As far as thinking is concerned, philosophy has to assert itself over hurt and sick consciousness. The degeneracy of thinking lacks the ability to differentiate (indiscriminate) between good ’and bad’, which amounts to a blurring of the characteristics of fear and loss of form (morpholysis) in knowledge. The symptoms culminate in the characteristic of antipathetic sympathy or sympathetic antipathy of mind and fear, as if it were the principle of imprecision in the application of the elementary asymptotes in the philosophy of being. For the smallest units of matter are not physical objects in the ordinary sense of the word; they are forms, structures, or in the sense of Plato, ideas about which one can speak unequivocally only in the language of mathematics (Heisenberg). It was important for him to prove the unity of matter: All elementary particles can be converted into other particles in collisions with sufficient energy, i.e. simply generated from kinetic energy, and they can be converted into energy, e.g. transform into radiation. Heisenberg formulates: "All elementary particles are made of the same substance, made of the same substance, which we can now call energy or universal matter."
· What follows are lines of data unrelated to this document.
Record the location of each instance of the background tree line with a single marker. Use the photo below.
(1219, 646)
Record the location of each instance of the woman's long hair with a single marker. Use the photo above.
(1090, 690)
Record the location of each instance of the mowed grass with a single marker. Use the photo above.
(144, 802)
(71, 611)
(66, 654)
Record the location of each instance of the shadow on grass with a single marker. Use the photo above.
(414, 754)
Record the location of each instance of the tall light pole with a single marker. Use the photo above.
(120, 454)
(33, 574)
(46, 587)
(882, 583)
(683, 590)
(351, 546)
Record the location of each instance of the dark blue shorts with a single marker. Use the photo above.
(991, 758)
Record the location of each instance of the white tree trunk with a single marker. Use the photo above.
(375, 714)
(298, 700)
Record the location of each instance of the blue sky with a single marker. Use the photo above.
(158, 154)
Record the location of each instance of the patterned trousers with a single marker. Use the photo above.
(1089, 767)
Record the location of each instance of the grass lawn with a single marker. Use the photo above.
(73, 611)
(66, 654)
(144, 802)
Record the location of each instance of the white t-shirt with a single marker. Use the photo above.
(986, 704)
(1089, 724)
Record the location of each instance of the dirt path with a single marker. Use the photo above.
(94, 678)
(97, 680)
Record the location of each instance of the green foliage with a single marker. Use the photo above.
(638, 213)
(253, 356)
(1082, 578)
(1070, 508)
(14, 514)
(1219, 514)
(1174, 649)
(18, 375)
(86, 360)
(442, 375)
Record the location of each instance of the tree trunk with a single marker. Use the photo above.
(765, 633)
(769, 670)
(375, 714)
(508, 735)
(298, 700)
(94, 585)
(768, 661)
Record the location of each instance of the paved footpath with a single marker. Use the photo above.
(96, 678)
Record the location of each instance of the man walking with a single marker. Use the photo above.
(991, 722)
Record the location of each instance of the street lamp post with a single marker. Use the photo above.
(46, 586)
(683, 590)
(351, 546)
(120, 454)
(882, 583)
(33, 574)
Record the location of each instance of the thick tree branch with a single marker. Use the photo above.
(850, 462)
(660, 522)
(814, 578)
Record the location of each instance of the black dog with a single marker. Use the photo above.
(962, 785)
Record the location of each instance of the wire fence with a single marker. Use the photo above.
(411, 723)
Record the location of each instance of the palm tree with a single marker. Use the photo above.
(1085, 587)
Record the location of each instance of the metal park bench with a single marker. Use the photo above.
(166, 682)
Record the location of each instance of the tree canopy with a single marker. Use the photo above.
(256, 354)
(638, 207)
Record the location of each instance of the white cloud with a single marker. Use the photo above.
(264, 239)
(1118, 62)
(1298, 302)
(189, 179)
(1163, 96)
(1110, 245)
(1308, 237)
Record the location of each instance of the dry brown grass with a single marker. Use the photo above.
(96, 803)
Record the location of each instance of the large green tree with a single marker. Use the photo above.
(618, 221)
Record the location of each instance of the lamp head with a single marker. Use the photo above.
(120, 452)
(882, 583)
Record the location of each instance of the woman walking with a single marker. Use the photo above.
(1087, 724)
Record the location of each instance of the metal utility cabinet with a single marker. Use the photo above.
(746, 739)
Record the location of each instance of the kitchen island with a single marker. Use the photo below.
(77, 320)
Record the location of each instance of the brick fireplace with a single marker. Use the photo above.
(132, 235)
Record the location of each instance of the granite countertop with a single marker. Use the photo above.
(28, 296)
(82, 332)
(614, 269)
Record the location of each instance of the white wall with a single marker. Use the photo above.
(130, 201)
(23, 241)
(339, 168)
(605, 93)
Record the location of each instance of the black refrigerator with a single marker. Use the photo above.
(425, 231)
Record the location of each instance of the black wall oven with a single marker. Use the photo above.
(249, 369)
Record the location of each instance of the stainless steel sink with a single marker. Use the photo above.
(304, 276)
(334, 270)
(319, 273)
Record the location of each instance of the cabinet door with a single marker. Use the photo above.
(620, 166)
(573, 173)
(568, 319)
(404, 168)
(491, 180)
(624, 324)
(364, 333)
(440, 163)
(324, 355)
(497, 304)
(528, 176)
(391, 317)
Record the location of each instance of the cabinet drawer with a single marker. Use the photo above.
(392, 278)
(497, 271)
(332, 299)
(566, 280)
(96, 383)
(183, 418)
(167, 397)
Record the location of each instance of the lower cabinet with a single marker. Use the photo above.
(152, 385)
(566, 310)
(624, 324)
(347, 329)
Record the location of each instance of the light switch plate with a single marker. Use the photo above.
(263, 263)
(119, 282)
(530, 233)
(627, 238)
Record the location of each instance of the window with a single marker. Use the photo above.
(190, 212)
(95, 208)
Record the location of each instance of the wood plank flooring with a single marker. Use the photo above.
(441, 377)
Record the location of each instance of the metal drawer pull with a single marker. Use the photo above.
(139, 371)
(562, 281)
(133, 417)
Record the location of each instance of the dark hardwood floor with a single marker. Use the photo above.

Fear itself is the sudden falling out, waking up from the context of meaning in life and community, which is otherwise believed to be safe. You are at a distance from life, and this distance is approaching the abyss that you cannot overcome in the moment of fear. It becomes problematic that one cannot imagine being able to walk and overcome this distance with the abyss again. This fear of the abyss is of the utmost importance because there is no guarantee that you will return to the world of life unscathed in attempting to overcome the abyss. So at the end of this fear there is the realization of freedom in its ambiguity, also in the self-conception of personal responsibility.
Every new beginning of thinking is the basic motive when entering philosophy, in order to tap into the gigantic building of thought from the inside in new lines of thought, to marvel at, to supplement and to expand and formulate it according to the zeitgeist. The meaning of philosophy is the search for logical shortening by breaking down the search equations to resolve the unknown mathematical quantities of being.
The being that we can know is not being in the abundance of ideas. This being is “the encompassing” for the imagery or figurative emptiness. Because we cannot see being as a whole, it can only become conscious of its limits (happiness, illness, loss, death). (Jaspers)
If what is medically possible is neglected, then what is emotionally desired will not be achieved. (Jaspers) Man designs a philosophy whose axis is the forming nature of being of the human spirit. It comes to the philosophical outline of the human nature of being.
Fear became prominent as a philosophical term through Søren Kierkegaard and thereafter in existential philosophy. It has played a role since ancient ethics. While existential philosophy with Kierkegaard differentiates between fear and fear, this is not the case in ancient ethics (and also in theological tradition). The fear causes the mind to end up failing itself in trying to posite itself. For Kierkegaard, sin is an unsuccessful act of self-determination of the spirit or of freedom. Even on the level of the spirit that has fallen into sin, man lives in fear: "Sin entered with fear, but sin in turn brought fear with it". The fear in the state of sin is the fear of redemption from sin as "a nothing that the individual loves as much as it fears".